CoTプロンプティングはモデルが問題と情報をより良く理解するのに役立ちましたが、間違った、または不足しているドメイン固有の知識、推論エラー、計算エラーによるエラーを引き起こすリスクも明らかになっています。一方で、FSがポジティブなインスタンスをプロンプトに組み込むことで、両レベルにおいて最も高い性能を引き出すことができています。
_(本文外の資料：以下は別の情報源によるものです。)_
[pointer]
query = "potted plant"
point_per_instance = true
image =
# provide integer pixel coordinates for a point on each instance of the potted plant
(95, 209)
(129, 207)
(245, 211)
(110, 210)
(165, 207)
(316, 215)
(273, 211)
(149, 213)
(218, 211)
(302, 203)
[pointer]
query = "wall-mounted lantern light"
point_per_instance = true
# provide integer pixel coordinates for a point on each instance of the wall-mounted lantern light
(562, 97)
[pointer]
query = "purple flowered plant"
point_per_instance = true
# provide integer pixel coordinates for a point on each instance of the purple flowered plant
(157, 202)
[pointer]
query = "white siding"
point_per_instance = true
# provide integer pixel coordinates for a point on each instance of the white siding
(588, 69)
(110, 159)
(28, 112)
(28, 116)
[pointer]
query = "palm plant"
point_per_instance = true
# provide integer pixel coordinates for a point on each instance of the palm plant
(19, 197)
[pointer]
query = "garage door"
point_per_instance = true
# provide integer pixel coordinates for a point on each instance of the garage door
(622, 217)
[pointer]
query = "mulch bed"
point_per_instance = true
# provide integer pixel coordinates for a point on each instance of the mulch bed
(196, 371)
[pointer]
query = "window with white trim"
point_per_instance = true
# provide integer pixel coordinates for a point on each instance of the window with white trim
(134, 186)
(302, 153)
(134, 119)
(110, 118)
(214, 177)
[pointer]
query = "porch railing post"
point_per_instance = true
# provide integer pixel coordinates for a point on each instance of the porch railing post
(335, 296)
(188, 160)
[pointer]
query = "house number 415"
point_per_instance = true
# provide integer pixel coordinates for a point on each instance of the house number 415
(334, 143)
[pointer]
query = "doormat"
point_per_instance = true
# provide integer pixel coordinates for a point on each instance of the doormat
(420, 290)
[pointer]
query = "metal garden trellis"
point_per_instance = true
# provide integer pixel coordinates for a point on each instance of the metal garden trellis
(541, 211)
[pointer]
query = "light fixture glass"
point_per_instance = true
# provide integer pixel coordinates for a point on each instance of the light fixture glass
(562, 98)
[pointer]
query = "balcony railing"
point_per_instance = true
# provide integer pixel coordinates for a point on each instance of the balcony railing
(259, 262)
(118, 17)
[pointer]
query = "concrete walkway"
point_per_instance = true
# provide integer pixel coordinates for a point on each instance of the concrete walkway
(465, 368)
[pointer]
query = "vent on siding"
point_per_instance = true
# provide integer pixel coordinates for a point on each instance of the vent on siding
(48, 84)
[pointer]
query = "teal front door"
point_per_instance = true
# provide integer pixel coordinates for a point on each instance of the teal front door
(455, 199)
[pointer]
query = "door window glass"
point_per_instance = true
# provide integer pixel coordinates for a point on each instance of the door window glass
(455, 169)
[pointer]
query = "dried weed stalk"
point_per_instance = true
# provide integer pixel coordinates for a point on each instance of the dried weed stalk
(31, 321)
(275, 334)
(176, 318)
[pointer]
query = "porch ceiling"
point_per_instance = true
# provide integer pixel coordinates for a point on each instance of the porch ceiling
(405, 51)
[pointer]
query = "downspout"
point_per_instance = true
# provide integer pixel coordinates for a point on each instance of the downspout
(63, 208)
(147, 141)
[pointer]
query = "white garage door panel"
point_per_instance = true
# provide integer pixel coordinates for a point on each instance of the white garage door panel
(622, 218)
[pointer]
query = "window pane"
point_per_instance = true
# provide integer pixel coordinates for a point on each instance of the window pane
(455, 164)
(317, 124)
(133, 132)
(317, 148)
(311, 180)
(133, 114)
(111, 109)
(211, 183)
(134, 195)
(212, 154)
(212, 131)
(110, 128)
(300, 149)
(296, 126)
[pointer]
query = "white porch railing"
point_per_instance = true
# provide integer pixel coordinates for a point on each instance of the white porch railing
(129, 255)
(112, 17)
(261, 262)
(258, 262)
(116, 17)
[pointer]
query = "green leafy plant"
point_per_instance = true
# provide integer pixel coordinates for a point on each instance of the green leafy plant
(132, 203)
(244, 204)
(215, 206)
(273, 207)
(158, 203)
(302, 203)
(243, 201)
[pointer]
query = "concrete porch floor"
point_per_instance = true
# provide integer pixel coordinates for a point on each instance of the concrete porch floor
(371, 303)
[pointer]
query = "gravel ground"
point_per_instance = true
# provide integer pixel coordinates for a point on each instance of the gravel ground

これらの結果を踏まえ、将来のシステムでは、様々なツールを活用することでさらなる性能向上が期待されます。CoTで発生する主なエラーである知識エラーは、CFA特有の情報を含む外部知識ベースを使用した検索拡張生成(Retrieval-Augmented Generation)で対応可能です。計算エラーは、Wolfram Alphaのような関数やAPIに計算を委託することで避けることができます。残りのエラーである推論と不一致は、批評モデルを使用して回答を出す前に思考を見直し、疑問を投げかけることや、FSとCoTを組み合わせて期待される振る舞いの例を提供することで減少させることができると考えられます。